Aucklander Glen Stanton had $50,000 of his money in Hanover, and his family had a further $200,000 in the company.
He said he ended up with "a squillion shares in Allied Farmers which are worth almost nothing".
"It's been a very stressful time for everyone, I think a majority of investors would like to see Hotchin and Watson suffer the consequences because they've been living the lap of luxury, while, for us, it's been terrible."
The Securities Commission's director of investigations and litigation, Sue Brown, said criminal and civil charges had not been filed against Mr Hotchin and the court order was a "preventative measure".
Two trusts have also been named in the proceedings, but they are not controlled by Mr Hotchin.
The commission is still investigating Hanover's collapse, and charges could be filed if the investigation finds a breach of the Securities Act.
Ms Brown said that under the Securities Act, a director was personally liable for any untrue statements made in offer documents.
Ms Brown said Mr Watson was not a director of Hanover Finance - Mr Hotchin was the sole director - so he had not been targeted by the commission in this case.
Commission chairwoman Jane Diplock said the court order was in the public interest.
"It is in no way indicative of civil or criminal liability or of the commission's views in that regard.

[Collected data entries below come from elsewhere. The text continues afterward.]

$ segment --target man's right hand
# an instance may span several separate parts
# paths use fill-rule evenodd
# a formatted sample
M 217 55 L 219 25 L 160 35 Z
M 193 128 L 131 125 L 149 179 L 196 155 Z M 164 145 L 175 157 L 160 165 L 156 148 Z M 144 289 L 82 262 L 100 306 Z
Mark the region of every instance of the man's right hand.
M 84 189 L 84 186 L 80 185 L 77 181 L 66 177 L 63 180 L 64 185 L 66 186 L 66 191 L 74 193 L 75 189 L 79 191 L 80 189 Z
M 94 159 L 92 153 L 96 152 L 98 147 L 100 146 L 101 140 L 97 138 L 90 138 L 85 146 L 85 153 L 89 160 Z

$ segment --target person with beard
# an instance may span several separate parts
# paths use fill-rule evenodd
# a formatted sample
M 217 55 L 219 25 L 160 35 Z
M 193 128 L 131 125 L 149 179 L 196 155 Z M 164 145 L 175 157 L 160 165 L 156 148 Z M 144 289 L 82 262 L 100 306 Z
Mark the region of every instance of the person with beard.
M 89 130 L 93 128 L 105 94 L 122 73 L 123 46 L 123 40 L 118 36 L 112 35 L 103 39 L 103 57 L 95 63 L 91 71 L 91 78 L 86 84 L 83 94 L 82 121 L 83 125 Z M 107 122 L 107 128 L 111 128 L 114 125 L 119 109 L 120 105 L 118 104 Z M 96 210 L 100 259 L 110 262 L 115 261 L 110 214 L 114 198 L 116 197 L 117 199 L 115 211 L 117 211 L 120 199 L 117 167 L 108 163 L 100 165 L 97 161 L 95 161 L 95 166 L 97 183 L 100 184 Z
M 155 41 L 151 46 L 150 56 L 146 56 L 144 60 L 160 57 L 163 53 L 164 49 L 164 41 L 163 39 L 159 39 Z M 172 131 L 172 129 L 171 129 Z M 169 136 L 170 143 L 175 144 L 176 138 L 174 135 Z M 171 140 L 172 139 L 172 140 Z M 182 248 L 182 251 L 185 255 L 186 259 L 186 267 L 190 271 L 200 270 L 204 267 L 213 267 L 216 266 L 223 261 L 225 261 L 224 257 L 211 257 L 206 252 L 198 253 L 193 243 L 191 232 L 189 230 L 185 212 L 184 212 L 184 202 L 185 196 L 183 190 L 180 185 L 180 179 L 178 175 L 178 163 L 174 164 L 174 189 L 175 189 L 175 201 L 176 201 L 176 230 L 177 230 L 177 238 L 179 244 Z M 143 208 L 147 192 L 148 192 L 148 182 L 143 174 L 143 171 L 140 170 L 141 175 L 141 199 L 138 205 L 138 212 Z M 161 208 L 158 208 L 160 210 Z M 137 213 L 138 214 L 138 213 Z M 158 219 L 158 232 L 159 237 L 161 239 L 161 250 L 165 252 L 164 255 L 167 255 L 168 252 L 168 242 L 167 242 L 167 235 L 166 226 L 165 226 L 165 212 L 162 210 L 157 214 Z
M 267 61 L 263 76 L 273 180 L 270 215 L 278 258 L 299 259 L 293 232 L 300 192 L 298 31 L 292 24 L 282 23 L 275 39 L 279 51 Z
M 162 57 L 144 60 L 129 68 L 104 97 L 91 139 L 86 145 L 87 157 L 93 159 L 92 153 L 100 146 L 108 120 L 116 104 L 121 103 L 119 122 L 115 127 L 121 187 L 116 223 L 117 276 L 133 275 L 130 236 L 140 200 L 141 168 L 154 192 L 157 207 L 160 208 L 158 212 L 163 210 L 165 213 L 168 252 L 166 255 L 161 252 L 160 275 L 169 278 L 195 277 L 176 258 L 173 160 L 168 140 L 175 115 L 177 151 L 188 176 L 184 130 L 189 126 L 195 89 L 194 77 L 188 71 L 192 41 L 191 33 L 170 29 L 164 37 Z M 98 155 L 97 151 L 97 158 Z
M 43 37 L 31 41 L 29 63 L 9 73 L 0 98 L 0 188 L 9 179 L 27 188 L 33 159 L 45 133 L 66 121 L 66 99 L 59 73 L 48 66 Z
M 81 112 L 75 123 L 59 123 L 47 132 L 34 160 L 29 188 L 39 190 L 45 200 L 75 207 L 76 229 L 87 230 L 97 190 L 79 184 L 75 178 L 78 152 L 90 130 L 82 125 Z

The investigation had not concluded.
"The investigation has been complex and involves a team including investigators, forensic accountants, financial analysts and lawyers.
"Commission members will meet before Christmas to decide whether criminal charges will be laid against directors of the companies.
"Although no decision has yet been made, it is likely any charges will be laid in the new year."
Because the court order was obtained without notice, Mr Hotchin has not had an opportunity to fight it.
Commercial lawyer Phillip Merfield said the commission would have had to give a "pretty good" reason for not notifying Mr Hotchin of the pending order.
"If notice is given, then the lawyers can get in and delay things a bit," he said. "In the meantime, the person involved could do something with all of their assets.
"This is quite draconian. They had a right of appeal, but that's not going to be heard until February. So in the meantime he can't do much."
Mr Merfield said Mr Hotchin would not be able sell or mortgage his frozen assets.
"It puts him in an awkward position as he can't do anything with his property."
Mr Merfield said the aim of the freeze was to prevent assets being stripped before civil cases were heard.
Such claims would relate to investors in Hanover Finance, Hanover Capital and United Finance.
The Serious Fraud Office is also investigating Hanover over transactions made immediately before the deal with Allied Farmers.